Morphological and molecular phylogenetic studies have shown the closest relative of Cephaloscyllium to be Scyliorhinus, and these two genera and Poroderma form the subfamily Scyliorhininae, the most basal clade of the order Carcharhiniformes.

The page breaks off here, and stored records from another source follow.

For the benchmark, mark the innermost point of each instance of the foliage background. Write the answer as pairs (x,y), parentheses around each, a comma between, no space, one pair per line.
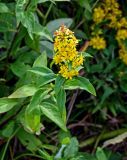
(26,41)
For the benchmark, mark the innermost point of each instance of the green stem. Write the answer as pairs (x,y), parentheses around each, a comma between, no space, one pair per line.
(6,146)
(27,154)
(40,14)
(107,135)
(47,13)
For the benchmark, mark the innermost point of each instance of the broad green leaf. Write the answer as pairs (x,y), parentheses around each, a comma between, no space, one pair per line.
(24,91)
(80,83)
(72,149)
(41,60)
(85,54)
(37,98)
(19,68)
(6,104)
(7,22)
(8,129)
(28,140)
(46,75)
(3,8)
(33,113)
(32,120)
(52,112)
(55,24)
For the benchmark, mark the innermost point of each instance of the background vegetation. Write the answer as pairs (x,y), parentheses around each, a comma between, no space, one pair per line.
(34,122)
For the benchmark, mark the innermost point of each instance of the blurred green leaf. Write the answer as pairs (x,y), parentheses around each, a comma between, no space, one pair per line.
(80,83)
(28,140)
(100,154)
(3,8)
(72,149)
(52,26)
(85,4)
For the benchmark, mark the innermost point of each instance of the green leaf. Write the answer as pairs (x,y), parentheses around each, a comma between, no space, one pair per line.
(52,26)
(32,120)
(9,129)
(85,54)
(80,83)
(46,75)
(24,91)
(85,4)
(6,104)
(52,112)
(41,60)
(33,113)
(30,141)
(19,68)
(3,8)
(72,149)
(7,22)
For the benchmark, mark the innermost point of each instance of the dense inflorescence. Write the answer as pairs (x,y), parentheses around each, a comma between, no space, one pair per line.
(66,55)
(108,14)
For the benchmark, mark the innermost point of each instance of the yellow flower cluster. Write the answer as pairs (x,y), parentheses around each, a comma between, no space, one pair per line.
(98,42)
(109,11)
(123,54)
(66,54)
(99,15)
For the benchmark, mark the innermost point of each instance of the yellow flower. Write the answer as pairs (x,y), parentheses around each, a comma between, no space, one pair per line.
(123,54)
(122,23)
(98,15)
(66,73)
(66,54)
(98,43)
(121,34)
(78,61)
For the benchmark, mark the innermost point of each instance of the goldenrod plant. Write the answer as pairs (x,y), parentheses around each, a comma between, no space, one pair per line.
(63,79)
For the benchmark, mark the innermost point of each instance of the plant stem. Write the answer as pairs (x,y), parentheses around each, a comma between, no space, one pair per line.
(47,13)
(6,146)
(106,135)
(27,154)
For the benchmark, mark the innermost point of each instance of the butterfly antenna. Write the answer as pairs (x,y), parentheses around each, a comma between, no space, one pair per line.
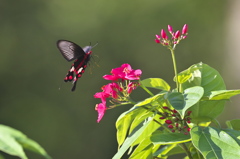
(74,85)
(95,45)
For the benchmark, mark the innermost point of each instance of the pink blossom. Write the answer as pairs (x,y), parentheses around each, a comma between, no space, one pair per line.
(185,29)
(170,29)
(163,34)
(158,36)
(102,95)
(177,34)
(131,86)
(168,121)
(125,72)
(101,109)
(157,40)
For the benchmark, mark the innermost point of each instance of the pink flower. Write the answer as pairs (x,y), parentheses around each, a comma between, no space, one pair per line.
(168,121)
(185,29)
(102,95)
(125,72)
(157,41)
(177,34)
(158,36)
(170,29)
(131,86)
(163,34)
(101,109)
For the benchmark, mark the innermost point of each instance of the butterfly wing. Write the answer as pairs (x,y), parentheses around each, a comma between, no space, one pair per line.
(70,50)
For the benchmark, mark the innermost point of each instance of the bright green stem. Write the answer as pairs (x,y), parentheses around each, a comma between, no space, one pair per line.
(147,90)
(175,68)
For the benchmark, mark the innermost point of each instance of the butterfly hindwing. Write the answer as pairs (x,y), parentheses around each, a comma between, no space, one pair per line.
(71,51)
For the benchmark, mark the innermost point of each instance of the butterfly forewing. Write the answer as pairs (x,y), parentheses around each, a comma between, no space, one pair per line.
(70,50)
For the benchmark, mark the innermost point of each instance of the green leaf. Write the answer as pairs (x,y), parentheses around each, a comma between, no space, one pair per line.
(181,102)
(23,140)
(192,95)
(210,80)
(169,138)
(143,150)
(10,146)
(150,99)
(233,124)
(176,99)
(124,122)
(153,126)
(206,77)
(215,143)
(223,94)
(156,83)
(185,75)
(132,137)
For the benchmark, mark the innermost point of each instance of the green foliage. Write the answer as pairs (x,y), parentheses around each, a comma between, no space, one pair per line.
(215,143)
(200,100)
(13,142)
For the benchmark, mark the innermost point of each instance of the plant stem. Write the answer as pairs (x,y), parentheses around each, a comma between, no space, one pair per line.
(149,92)
(175,68)
(186,150)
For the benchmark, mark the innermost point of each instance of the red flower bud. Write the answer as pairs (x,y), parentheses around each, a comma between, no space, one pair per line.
(189,112)
(170,28)
(157,40)
(163,34)
(177,34)
(158,36)
(168,121)
(170,126)
(185,29)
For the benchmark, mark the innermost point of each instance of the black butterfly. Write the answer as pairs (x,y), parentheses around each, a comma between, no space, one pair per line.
(72,51)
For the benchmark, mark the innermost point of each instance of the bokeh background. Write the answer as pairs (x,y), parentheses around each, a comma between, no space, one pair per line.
(32,69)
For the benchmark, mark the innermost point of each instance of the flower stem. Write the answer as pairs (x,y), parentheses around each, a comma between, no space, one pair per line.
(175,68)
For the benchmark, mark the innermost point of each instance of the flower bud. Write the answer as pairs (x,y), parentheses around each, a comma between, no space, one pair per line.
(157,40)
(170,126)
(185,29)
(170,29)
(177,34)
(163,34)
(168,121)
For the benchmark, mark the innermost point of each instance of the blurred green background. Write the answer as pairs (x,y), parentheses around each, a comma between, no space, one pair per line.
(32,69)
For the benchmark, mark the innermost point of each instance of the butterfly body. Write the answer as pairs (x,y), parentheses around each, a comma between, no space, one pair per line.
(72,51)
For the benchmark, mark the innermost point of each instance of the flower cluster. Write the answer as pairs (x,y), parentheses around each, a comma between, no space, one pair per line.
(119,89)
(175,122)
(176,36)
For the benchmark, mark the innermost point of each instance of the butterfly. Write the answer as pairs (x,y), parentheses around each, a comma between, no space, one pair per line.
(72,51)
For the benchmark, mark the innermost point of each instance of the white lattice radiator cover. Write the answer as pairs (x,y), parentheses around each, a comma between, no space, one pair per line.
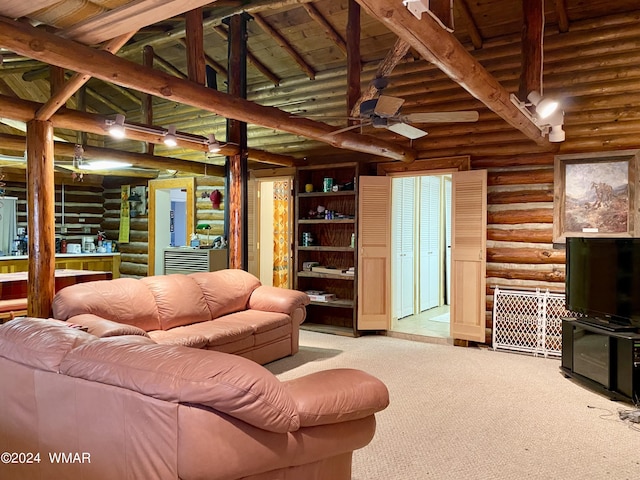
(528,321)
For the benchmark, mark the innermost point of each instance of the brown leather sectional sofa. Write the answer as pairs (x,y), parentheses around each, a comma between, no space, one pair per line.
(124,407)
(228,311)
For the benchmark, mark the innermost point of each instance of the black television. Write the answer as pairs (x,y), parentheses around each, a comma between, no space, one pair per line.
(603,279)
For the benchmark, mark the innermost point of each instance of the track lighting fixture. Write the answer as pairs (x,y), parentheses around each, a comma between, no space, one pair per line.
(170,139)
(116,127)
(213,144)
(551,124)
(545,106)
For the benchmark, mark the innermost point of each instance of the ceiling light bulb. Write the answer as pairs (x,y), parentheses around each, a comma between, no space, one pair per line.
(214,145)
(170,139)
(544,106)
(116,129)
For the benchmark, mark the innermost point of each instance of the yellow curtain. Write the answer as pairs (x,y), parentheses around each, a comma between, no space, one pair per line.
(281,201)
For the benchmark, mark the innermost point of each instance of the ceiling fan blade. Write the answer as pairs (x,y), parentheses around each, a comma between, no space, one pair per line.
(387,106)
(407,130)
(440,117)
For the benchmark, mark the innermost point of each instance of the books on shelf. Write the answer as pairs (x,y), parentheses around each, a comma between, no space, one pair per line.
(322,269)
(320,296)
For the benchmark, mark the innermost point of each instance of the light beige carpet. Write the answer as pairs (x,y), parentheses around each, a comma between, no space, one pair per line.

The oldest confirmed Cephaloscyllium fossils come from Miocene epoch (23-5.3 Mya) deposits in California, though based on the rate of DNA divergence in sharks, the swellshark lineage likely dates back to the Cretaceous period (145.5-65.5 Mya).

==Species==
There are currently 17 recognized species in this genus:
- Cephaloscyllium albipinnum Last, Motomura & W. T. White, 2008 (whitefin swellshark)
- Cephaloscyllium cooki Last, Séret & W. T. White, 2008 (Cook's swellshark)
- Cephaloscyllium fasciatum W. L. Y. Chan, 1966 (reticulated swellshark)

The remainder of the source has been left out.